The Fed

What is the Fed?

The Federal Reserve, often referred to as the Fed, is an independent entity that was established by Congress in 1913. The goal of the Fed is to promote sustainable economic growth, high employment rates, moderate long-term interest rates, and to preserve the purchasing power of the U.S. dollar. Prior to the Fed’s inception, the U.S. did not have a formal organization for examining and implementing monetary policy.

Deeper definition

Although the Fed is an independent organization, it is subject to oversight by Congress. The Fed is managed by the Board of Governors, made up of seven presidential appointees. The Fed’s responsibilities are to:

  • Manage U.S. monetary policy by influencing money and credit conditions in the economy.
  • Regulate banks and financial institutions to maintain the health and credibility of the U.S. banking and financial system.
  • Protect consumers’ credit rights.
  • Ensure the stability of the economic system and mitigate systemic risk in the financial markets.
  • Provide financial services to U.S. financial institutions, foreign financial institutions, and the U.S. government. This includes managing the U.S. payments systems.

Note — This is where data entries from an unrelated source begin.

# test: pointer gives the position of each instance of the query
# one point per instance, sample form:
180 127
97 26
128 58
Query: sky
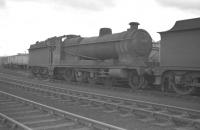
23 22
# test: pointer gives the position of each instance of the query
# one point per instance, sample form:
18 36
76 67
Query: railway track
20 113
157 114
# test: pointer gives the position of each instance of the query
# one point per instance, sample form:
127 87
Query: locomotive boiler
106 58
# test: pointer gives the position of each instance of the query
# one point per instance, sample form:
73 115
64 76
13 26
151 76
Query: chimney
105 31
134 25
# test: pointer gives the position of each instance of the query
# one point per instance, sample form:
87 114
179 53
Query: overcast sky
23 22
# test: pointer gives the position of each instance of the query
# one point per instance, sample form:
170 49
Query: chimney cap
134 23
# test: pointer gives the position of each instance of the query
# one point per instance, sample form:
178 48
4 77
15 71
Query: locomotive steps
148 112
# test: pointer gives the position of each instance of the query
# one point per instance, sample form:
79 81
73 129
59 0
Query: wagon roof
187 24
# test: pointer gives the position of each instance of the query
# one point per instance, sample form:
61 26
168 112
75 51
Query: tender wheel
134 80
167 82
68 75
79 76
184 87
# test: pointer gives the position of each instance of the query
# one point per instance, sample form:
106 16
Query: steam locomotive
127 57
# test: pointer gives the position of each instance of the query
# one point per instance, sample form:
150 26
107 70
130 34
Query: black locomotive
129 56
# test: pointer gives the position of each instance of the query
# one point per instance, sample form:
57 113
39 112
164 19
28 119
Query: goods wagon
103 58
179 56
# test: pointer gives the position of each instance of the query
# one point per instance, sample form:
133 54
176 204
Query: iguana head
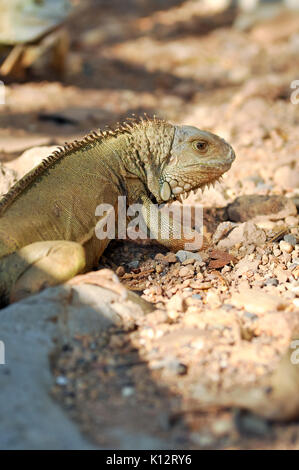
196 158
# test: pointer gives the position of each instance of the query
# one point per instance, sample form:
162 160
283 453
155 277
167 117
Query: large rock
29 331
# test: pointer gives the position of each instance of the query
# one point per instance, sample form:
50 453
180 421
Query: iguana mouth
171 189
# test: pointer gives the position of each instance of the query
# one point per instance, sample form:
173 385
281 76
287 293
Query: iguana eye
201 145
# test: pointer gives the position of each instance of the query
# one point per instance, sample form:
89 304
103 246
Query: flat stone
256 301
30 330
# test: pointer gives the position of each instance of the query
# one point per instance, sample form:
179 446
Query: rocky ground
222 318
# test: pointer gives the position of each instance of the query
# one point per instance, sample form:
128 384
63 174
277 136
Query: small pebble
61 380
285 246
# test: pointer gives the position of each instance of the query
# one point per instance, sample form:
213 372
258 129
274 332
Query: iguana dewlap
48 218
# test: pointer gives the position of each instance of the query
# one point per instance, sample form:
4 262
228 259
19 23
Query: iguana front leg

There are 12 Federal Reserve banks in the United States. These central banks are considered the most powerful financial institutions in the world. Each bank is responsible for a specific geographic area of the United States. The banks generate income from:

  • Earned interest on government securities.
  • Services provided to banking institutions.
  • Foreign currency income.
  • Earned interest on loans to depository institutions.

This income is used to finance the Fed’s operations. Any surplus is deposited back into the U.S. Treasury.

The United States is the Federal Reserve’s biggest banking customer. The bank handles all revenue generated by tax dollars and all government payments are managed through the Federal Reserve’s bank. Additionally, the Fed sells and redeems government securities, which include bonds, notes and Treasury bills. The Federal Reserve banks issue all paper and coin currency and take currency out of circulation when damaged from wear and tear.

The Federal Open Market Committee, also run by the Federal Reserve, meets at least eight times per year to decide whether monetary policy should be modified by lowering or raising the federal funds rate, the rate at which banks lend money to one another overnight to meet loan reserve requirements.

Example of the Fed                                                                 

In addition to its supervisory responsibilities, the board drafts and proposes federal laws regarding consumer credit. A few examples include the Truth in Savings Act, the Home Mortgage Disclosure Act, and the Truth in Lending Act.

One of the most important jobs of the Fed is to manage U.S. monetary policy by modifying interest rates, buying and selling government bonds, and adjusting the amount of reserves banks are required to maintain.

The Fed’s rate moves affect the cost of consumer borrowing, including mortgages, home equity loans and other types of loans.